The Troubles Of Hedging Inflation In RetirementGuest Post
There’s no free lunch. The ideal of an inflation-protected defined benefit plan was indeed wonderful, but the costs were prohibitive. Few companies were willing to shoulder the costs of them, and what few were willing ran into the roadblock of the IRS telling them they could not put too much into their defined benefit plans — for the IRS feared it was a tax dodge.
By nature the IRS is shortsighted, and could not appreciate the idea that you needed more assets than the liberal (meaning you don’t need to contribute much today) funding formulas said they would need. The IRS wants taxes now. They don’t care about taxes five years from now, much less thirty.
As it is today, most of us (including me), are stuck in the box where we have to make our assets last over our retirements.
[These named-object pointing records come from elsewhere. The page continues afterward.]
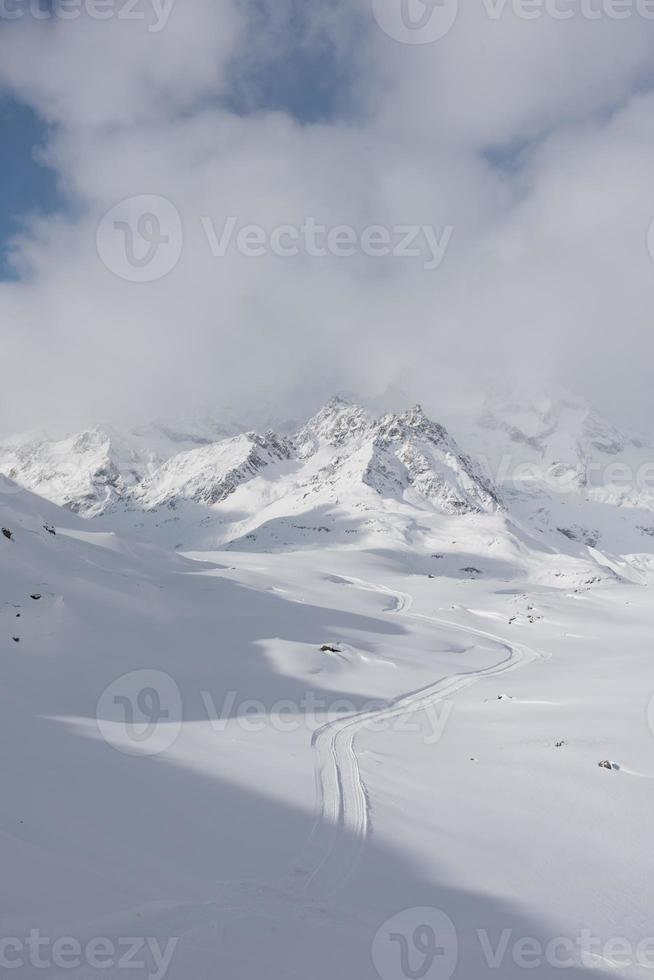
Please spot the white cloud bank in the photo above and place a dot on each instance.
(532, 140)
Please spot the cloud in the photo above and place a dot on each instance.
(531, 140)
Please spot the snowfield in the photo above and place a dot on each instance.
(342, 702)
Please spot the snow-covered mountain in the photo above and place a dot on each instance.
(378, 685)
(548, 471)
(96, 470)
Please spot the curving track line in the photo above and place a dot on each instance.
(343, 824)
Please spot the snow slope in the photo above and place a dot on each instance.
(256, 761)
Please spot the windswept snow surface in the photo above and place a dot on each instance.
(345, 722)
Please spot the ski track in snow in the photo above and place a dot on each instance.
(343, 823)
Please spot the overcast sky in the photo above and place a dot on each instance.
(508, 149)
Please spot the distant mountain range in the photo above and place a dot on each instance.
(551, 474)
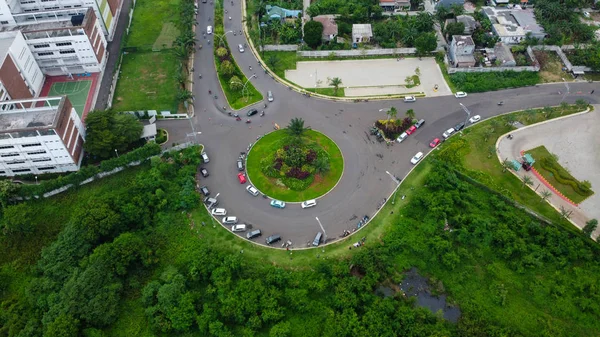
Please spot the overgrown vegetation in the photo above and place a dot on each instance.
(489, 81)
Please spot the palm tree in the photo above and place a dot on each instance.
(296, 127)
(527, 181)
(335, 83)
(545, 195)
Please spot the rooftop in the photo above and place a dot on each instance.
(23, 117)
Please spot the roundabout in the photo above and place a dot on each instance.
(294, 168)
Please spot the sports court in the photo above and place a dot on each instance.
(79, 88)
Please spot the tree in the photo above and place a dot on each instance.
(227, 68)
(590, 227)
(235, 83)
(296, 127)
(425, 43)
(108, 131)
(335, 83)
(313, 32)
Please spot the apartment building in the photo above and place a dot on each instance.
(23, 12)
(20, 75)
(40, 135)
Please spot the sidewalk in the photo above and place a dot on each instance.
(568, 138)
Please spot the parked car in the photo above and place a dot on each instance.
(205, 191)
(448, 133)
(241, 178)
(238, 228)
(475, 119)
(211, 202)
(253, 234)
(277, 203)
(272, 239)
(229, 220)
(416, 158)
(402, 137)
(219, 212)
(252, 190)
(309, 203)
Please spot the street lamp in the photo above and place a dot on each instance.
(323, 229)
(222, 36)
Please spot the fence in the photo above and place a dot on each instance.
(356, 53)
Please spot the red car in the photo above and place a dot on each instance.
(411, 130)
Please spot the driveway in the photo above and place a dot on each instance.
(371, 77)
(574, 139)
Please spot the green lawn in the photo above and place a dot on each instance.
(149, 17)
(540, 153)
(147, 82)
(270, 143)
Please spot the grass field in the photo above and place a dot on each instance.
(148, 19)
(567, 190)
(270, 143)
(77, 92)
(147, 82)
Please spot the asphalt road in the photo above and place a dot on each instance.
(364, 183)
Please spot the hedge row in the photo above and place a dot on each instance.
(76, 178)
(564, 177)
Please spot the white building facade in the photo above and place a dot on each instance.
(40, 135)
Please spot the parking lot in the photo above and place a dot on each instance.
(371, 77)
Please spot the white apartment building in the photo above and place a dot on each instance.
(19, 12)
(40, 135)
(20, 75)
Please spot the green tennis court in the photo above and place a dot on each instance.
(76, 91)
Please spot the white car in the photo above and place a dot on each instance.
(448, 133)
(252, 190)
(229, 220)
(238, 228)
(475, 119)
(219, 211)
(402, 137)
(416, 158)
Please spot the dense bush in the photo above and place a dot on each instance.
(481, 82)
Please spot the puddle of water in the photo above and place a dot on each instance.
(415, 285)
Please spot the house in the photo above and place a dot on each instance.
(512, 25)
(329, 26)
(461, 51)
(394, 5)
(361, 33)
(278, 13)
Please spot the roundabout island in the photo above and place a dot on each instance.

There are no guarantees. How do we make the assets stretch?
It’s a tough problem. I often talk to my friends about the challenge, because we really don’t know whether the idiotic policies of our government will lead to inflation or deflation as a result of the crisis. Most people assume the government will inflate, and that seems to be an easy solution.
But they didn’t do that to any great extent in the Great Depression or in the 2008-9 financial panic. I’ve got bad news for most people: the government of the US, nay, most governments tend to favor the rich. As such, they tend not to inflate aggressively.
But as with most matters in economics, past is not prologue. Who can tell what the government might do in an entitlements crisis mixed with a weak dollar? What happens when so much credit is extended that foreign creditors distrust the value of the dollar (or euro)?
But suppose inflation is your worry. How can you hedge?
First there is storage: t-bills and gold. You won’t earn anything, but you won’t lose anything either.
Wait, why not buy gold miners? I class gold miners in the basket of industries that I call “cult industries.” Cult industries attract businessmen and investors that are “true believers,” who have a view of the world that says the activity is more valuable or cool than most other industries.
The problem with gold miners is depletion. Has the price of gold risen? Yes, but so has the cost of mining gold. There are many people who have bitten the romantic lure to mine gold, and as such, typically gross margins are poor. Buying gold miners has been a bad bet for a long time. So just buy a little gold instead, and not the miners.
Short duration bonds can be useful if their yields are higher than expected inflation plus default losses. Otherwise, bonds are usually not a good hedge for inflation.
With stocks, for the market as a whole, rising inflation is a small net negative. Businesses will raise their prices, but a higher cost of capital overall will make stocks lose ground to inflation in real terms.
But if you tweak your stock portfolio, and pursue either a low P/E approach, or one that favors a overweight of cyclicals, you can use those stocks as a hedge against inflation. Just be aware that when the cycle shifts to deflation, those stocks will underperform.
Real estate typically does well in times of inflation, just make sure any loans you have against the real estate won’t reprice upward to reflect the new higher interest rates.
That’s my quick summary for asset classes. Before I close, I have a few words regarding the unique ways that inflation affects seniors:
First, inflation affects you more because you don’t have wage income coming in. Wages mostly adjust to inflation — if you have work, that is a source of support.
Second, things that are necessary — food, energy and healthcare, have tended to inflate at a rate faster than other goods and services. That might not be true of energy now, but it was true for a long time.
My main bit of advice is to be conservative in your spending. That’s the one thing you can control. Making assets last for a long time, is difficult, but it becomes impossible when your asset levels get too low.
With that, invest wisely. Personally, I would pursue a middle course that partially hedges inflation risk, because the cost of being wrong on either side is significant.